Zulip Chat Archive

Stream: general

Topic: tree-sitter


Julian Berman (Dec 31 2020 at 02:35):

In case it's not already on the radar... tree-sitter (https://tree-sitter.github.io/tree-sitter/ -- a nice incremental parsing library with lots of nice editor integrations) looks like it has some folks who put together an Agda parser: https://github.com/tree-sitter/tree-sitter-agda -- perhaps that's interesting to have some day for lean (4)?

Alex J. Best (Dec 31 2020 at 02:39):

One cool reason to do this is that tree-sitter grammars are used for https://github.com/github/semantic which is what gives the cool jump to definition/references feature you can see on github python repos. Having this for lean would be awesome, but of course a long way away

Chris B (Dec 31 2020 at 03:27):

I wrote tree-sitter grammars for mm0 and mm1 to try some stuff out; it's not too bad if you have something like an EBNF spec for the grammar.

Chris B (Dec 31 2020 at 03:33):

I think you kind of need the people doing the editor support on board though. If they already have their own model/abstractions for building and working on the AST, they probably won't want to graft the tree-sitter one on as a totally separate thing.
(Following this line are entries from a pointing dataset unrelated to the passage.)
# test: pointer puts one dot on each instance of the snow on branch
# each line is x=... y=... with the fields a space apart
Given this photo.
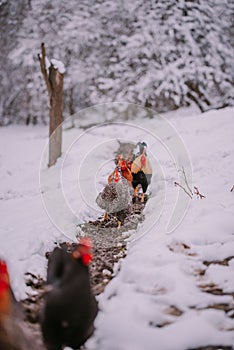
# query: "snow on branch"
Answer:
x=187 y=189
x=199 y=195
x=177 y=184
x=58 y=65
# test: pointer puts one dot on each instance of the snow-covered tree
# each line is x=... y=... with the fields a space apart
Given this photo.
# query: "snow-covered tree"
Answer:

Julian Berman (Dec 31 2020 at 03:35):

That's what re-reminded me to mention tree-sitter yeah (I was about to fix a syntax issue in lean.vim and wished I didn't have to :D)

Bryan Gin-ge Chen (Dec 31 2020 at 03:40):

The in-progress Lean 4 server seems to be here.
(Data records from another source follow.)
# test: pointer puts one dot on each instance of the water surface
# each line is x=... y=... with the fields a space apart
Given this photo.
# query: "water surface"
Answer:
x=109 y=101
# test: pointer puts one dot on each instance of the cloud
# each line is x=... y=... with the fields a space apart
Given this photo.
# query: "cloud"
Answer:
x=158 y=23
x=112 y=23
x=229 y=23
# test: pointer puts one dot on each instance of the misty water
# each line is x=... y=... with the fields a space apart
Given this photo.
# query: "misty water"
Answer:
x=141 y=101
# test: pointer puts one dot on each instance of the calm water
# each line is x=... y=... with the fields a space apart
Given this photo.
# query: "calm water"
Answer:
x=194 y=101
Johan Commelin (Dec 31 2020 at 05:23):

Isn't this going to be hard/impossible for Lean 4, because it has such an extremely flexible syntax? You basically need to be Lean 4 to be able to parse the code.

Chris B (Dec 31 2020 at 15:40):

I'm not sure how v4 actually handles user-declared syntax extensions. If they're initially parsed generically as something like "user item" according to a set of rules and elaborated later then it should be possible for outside parsers to produce a usable AST. If users are able to arbitrarily add entirely new rules to the grammar then you're probably right.
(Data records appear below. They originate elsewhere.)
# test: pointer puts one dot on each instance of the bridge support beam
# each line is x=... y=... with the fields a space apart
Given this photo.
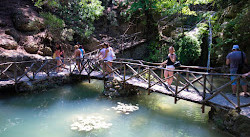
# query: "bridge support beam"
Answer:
x=204 y=93
x=176 y=89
Sebastian Ullrich (Dec 31 2020 at 15:47):

Johan Commelin said:

You basically need to be Lean 4 to be able to parse the code.

This has already been true with Lean 3, custom syntax will just become more prevalent with Lean 4. The best you could probably do is to generate a tree-sitter grammar for a fixed set of syntax extensions. Whitespace sensitivity sounds like fun though.

Julian Berman (Feb 28 2021 at 14:59):

I stubbornly tried to start doing this. What I have so far lives here: https://github.com/Julian/tree-sitter-lean

It's got many flaws, just trying to get a decent amount of coverage before doing any of the real difficult parts, but I can already use it for better syntax highlighting in my editor than what I had before.


Last updated: Dec 20 2023 at 11:08 UTC